A UF student’s Instagram picture showing two Beta Theta Pi brothers dressed in blackface sparked controversy on and off campus Thursday.
Blackface, a style of makeup used in 19th century theater productions to stereotype and caricaturize African-Americans, is seen as an offensive practice today.
The Gator chapter of the National Association for the Advancement of Colored People posted the photo on its Facebook page Thursday afternoon with a message including “the fact that this is seen as acceptable is where the problem lies.” It garnered more than 70 comments as of press time.
The UF student who originally posted the photo deleted it.
Jonel Edwards, the president of the Gator NAACP chapter, said one of the executive board members posted it on the page. The 22-year-old political science junior said she also received an email with the photo that morning.
She said the photo was a misrepresentation of African-American culture.
“Why would you have a party like that?” she said. “It’s not OK.”
The party theme was “rock stars and rappers,” and it was held at a venue downtown, said Beta Theta Pi president Ethan McMahon.
He said the two brothers in the photo were the only ones made up in blackface.

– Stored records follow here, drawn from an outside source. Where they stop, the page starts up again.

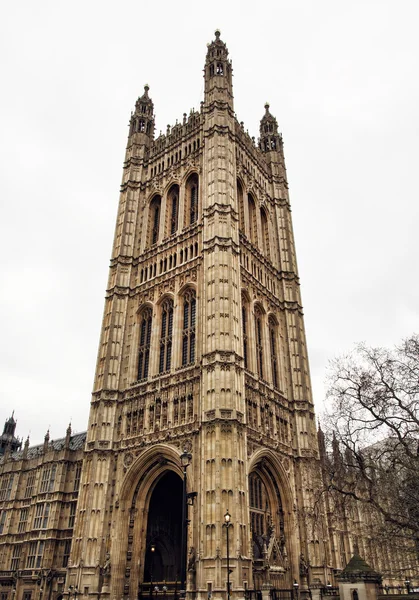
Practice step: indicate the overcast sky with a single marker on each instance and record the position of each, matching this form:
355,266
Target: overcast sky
342,80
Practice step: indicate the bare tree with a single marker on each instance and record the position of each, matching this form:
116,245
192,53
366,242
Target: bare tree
372,434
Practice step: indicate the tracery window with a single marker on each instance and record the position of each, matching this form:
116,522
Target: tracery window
189,327
191,214
245,336
240,206
265,233
260,514
172,210
273,335
253,229
154,220
48,478
259,341
145,342
166,332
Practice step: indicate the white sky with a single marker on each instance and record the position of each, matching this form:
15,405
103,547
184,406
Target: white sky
342,80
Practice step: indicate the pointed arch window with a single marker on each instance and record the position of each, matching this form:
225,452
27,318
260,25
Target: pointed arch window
173,221
240,206
145,340
253,229
245,328
166,333
191,214
189,327
154,220
273,336
259,341
265,233
172,211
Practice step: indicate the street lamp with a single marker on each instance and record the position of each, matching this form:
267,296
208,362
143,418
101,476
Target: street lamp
152,551
73,591
227,523
295,586
185,461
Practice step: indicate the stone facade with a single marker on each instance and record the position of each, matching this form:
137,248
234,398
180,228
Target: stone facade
38,497
203,354
202,347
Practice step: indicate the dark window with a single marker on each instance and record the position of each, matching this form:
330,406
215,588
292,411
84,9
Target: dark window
35,553
30,483
259,341
173,221
245,339
72,515
14,564
77,477
23,520
189,327
166,336
6,486
145,340
66,553
41,515
194,204
274,352
2,520
48,478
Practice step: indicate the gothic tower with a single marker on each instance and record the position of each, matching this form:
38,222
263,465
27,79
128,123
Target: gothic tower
202,354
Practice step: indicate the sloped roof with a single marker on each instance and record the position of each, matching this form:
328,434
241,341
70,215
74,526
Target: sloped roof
357,568
77,442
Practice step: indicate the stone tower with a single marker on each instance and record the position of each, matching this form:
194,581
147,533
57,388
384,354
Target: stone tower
202,353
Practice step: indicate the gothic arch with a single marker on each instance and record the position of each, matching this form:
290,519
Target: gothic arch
172,197
240,205
188,173
267,466
266,244
191,200
253,220
143,305
153,220
132,508
165,296
186,286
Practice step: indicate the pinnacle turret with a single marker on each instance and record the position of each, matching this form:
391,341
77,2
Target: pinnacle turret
8,438
218,73
142,119
270,139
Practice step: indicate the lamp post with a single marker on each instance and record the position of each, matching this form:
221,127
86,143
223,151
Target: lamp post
185,461
227,519
73,591
295,587
152,551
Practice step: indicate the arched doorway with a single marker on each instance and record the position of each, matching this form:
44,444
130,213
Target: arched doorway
164,527
269,544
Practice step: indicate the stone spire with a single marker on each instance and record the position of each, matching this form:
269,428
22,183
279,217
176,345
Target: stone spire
26,448
270,139
8,440
142,119
68,436
218,74
46,441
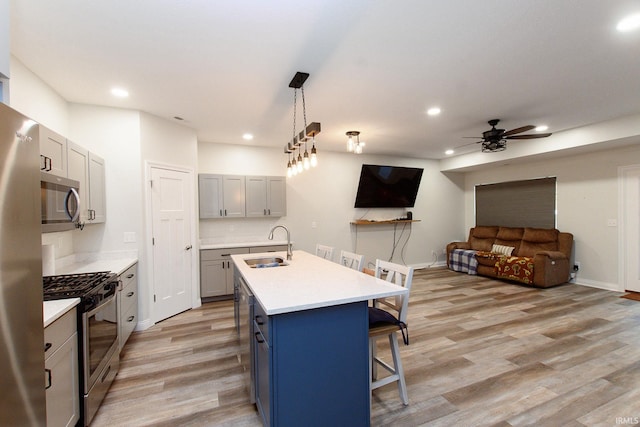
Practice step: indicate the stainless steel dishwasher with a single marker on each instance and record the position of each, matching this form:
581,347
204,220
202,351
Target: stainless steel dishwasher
245,303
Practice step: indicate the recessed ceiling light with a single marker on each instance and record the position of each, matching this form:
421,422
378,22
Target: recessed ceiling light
119,92
630,23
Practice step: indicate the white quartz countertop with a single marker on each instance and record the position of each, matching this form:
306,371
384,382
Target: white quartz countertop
117,266
208,244
309,282
53,310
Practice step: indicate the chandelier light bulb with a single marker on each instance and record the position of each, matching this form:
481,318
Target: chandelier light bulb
314,157
305,160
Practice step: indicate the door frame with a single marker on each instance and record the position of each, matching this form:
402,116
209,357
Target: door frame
623,176
148,246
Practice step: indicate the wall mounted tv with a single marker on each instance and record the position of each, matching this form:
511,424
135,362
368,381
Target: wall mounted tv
387,186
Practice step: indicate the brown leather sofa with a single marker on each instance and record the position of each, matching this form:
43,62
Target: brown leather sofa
547,252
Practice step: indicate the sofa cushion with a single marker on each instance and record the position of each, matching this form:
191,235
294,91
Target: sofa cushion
482,238
529,249
540,235
510,233
502,249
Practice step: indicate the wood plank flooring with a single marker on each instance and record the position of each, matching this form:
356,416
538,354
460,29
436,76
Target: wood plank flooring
483,353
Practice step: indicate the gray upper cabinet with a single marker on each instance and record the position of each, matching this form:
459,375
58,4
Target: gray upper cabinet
53,152
266,196
88,169
221,196
234,196
97,186
210,196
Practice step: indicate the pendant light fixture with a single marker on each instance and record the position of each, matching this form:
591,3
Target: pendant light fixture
301,162
353,143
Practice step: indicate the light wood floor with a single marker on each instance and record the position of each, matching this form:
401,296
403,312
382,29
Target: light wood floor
482,353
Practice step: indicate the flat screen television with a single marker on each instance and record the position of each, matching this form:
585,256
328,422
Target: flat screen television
388,186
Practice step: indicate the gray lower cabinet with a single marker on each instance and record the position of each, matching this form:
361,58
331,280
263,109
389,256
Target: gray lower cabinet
61,371
216,268
216,271
127,304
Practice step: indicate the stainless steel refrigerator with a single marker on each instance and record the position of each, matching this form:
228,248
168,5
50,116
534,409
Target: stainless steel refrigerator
22,380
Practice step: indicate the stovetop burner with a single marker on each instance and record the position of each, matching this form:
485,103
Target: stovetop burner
73,285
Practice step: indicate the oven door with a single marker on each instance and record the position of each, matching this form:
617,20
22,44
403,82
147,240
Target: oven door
100,335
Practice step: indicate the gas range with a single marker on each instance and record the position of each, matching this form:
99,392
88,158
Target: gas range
91,288
98,354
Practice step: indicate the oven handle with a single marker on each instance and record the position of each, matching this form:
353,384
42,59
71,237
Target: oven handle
110,298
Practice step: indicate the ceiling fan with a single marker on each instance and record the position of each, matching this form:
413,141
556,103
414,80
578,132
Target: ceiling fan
495,140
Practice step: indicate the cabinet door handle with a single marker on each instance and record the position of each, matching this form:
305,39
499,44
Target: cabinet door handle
48,382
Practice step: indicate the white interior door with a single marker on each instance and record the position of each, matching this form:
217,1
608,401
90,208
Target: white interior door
631,228
172,246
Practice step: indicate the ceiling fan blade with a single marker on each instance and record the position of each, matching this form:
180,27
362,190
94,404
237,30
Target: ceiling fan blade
518,130
533,136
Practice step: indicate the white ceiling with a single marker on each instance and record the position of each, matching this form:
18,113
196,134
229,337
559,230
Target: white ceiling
375,66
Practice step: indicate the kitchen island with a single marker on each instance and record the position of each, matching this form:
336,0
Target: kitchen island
309,339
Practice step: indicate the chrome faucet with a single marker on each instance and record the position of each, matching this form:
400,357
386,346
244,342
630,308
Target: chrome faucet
289,252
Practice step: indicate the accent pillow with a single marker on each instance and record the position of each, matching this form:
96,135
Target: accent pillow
501,249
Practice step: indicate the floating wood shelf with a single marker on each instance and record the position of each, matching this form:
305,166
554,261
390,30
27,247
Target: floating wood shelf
386,221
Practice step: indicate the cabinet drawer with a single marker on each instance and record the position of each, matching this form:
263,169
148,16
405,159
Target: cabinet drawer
129,297
59,331
261,321
129,320
213,254
272,248
129,276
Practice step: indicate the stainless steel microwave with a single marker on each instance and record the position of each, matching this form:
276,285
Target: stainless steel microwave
60,203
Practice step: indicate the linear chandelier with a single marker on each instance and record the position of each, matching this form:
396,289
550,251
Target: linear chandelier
299,141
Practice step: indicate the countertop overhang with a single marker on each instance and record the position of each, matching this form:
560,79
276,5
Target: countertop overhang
309,282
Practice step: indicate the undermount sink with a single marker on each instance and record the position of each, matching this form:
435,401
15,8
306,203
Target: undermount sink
265,262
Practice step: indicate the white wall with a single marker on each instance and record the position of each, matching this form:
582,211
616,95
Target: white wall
5,32
35,99
114,135
325,195
587,197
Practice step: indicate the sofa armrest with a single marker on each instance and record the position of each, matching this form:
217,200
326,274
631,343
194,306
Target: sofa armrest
456,245
551,268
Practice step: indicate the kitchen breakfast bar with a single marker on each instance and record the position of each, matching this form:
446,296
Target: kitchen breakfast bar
305,328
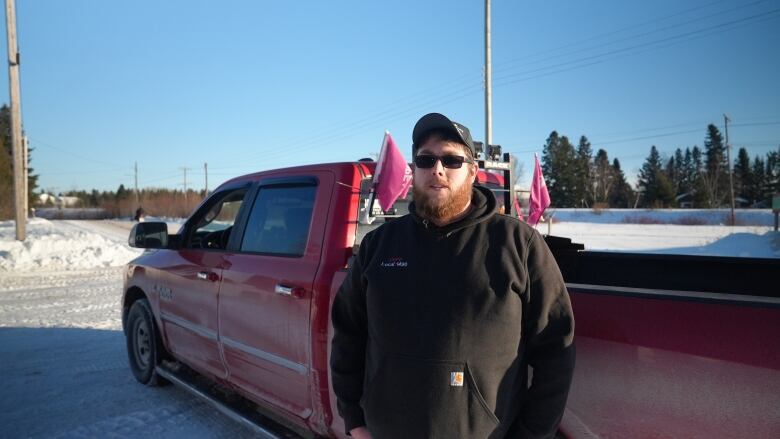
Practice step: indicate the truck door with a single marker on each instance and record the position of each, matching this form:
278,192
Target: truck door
189,285
266,293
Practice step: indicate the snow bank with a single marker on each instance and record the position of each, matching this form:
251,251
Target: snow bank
691,217
740,241
60,246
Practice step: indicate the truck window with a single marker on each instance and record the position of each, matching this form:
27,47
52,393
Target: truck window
368,223
213,227
279,221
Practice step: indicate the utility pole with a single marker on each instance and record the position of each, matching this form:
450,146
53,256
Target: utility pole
25,179
731,179
16,120
488,82
184,168
137,198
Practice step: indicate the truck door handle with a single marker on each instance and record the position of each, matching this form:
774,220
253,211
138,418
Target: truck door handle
296,292
208,275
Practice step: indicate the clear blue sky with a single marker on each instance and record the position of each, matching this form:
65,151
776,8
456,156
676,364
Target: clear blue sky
251,85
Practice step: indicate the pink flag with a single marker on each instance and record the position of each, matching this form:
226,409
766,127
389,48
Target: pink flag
392,176
540,198
518,209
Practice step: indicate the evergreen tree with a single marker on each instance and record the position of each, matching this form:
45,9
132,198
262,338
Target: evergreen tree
603,177
621,194
772,173
678,171
699,187
716,167
665,194
742,176
122,193
559,166
688,173
648,178
758,186
671,172
584,187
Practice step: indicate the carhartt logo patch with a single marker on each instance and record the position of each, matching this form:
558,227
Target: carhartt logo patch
456,379
394,262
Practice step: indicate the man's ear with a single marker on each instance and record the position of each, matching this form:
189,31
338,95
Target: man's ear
473,170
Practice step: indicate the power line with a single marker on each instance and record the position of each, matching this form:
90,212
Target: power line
629,38
602,57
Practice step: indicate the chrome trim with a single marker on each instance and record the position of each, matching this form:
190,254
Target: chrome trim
675,294
284,291
193,327
227,411
267,356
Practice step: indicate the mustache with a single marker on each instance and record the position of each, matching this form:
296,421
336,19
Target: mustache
440,183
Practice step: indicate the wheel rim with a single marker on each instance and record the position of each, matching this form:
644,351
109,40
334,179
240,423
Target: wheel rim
143,347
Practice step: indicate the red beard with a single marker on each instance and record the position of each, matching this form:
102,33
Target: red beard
441,211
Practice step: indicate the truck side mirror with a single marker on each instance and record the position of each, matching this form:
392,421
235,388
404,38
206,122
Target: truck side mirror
149,235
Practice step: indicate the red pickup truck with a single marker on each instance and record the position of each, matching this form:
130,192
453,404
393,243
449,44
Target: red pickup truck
240,297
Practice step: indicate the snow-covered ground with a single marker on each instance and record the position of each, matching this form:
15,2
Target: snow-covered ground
63,364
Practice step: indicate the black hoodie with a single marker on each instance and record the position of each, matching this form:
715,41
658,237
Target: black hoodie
435,327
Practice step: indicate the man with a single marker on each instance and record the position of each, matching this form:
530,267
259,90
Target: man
444,310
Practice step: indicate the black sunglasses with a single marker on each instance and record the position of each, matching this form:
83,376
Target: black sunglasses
427,161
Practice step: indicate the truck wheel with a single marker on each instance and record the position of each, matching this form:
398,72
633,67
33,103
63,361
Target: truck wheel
144,347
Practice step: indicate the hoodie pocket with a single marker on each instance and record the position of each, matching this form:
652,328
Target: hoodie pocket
419,398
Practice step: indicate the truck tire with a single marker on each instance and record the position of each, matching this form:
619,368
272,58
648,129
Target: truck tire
144,346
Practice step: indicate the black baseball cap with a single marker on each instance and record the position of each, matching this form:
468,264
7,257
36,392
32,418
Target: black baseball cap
436,121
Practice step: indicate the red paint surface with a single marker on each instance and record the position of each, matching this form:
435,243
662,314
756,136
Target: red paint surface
737,333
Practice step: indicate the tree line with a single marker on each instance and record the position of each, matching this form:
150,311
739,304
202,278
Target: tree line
693,177
123,202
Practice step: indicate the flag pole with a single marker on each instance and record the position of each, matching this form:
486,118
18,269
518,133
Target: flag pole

“As an organization, we pride ourselves on the considerable diversity of our membership and are disappointed in the poor judgement and actions of two of our members,” the 21-year-old political science and economics senior wrote in an emailed statement. “While their actions were not intended with any malice or ill will to any members of our community, clearly they were offensive, and we accept full responsibility accordingly.”
He also said the chapter issues an apology to the UF community and will work with administration and fraternity leadership to ensure this doesn’t happen again.
McMahon said judicial action will probably be taken.
Vice President for Student Affairs Dave Kratzer sent an email to students involved in sororities and fraternities Thursday in response to the incident.
“We work very hard to create a welcoming environment for all students,” Kratzer wrote. “The actions of these students are a poor reflection on the University of Florida.”
Thursday night, the Institute of Black Culture held an emergency cypher for people to discuss their feelings.
Edwards said it’s important the fraternity brothers are held accountable for their actions.
She wants to have a conversation with them concerning the history behind blackface.
“From my point of view, they don’t see anything wrong with it,” she said.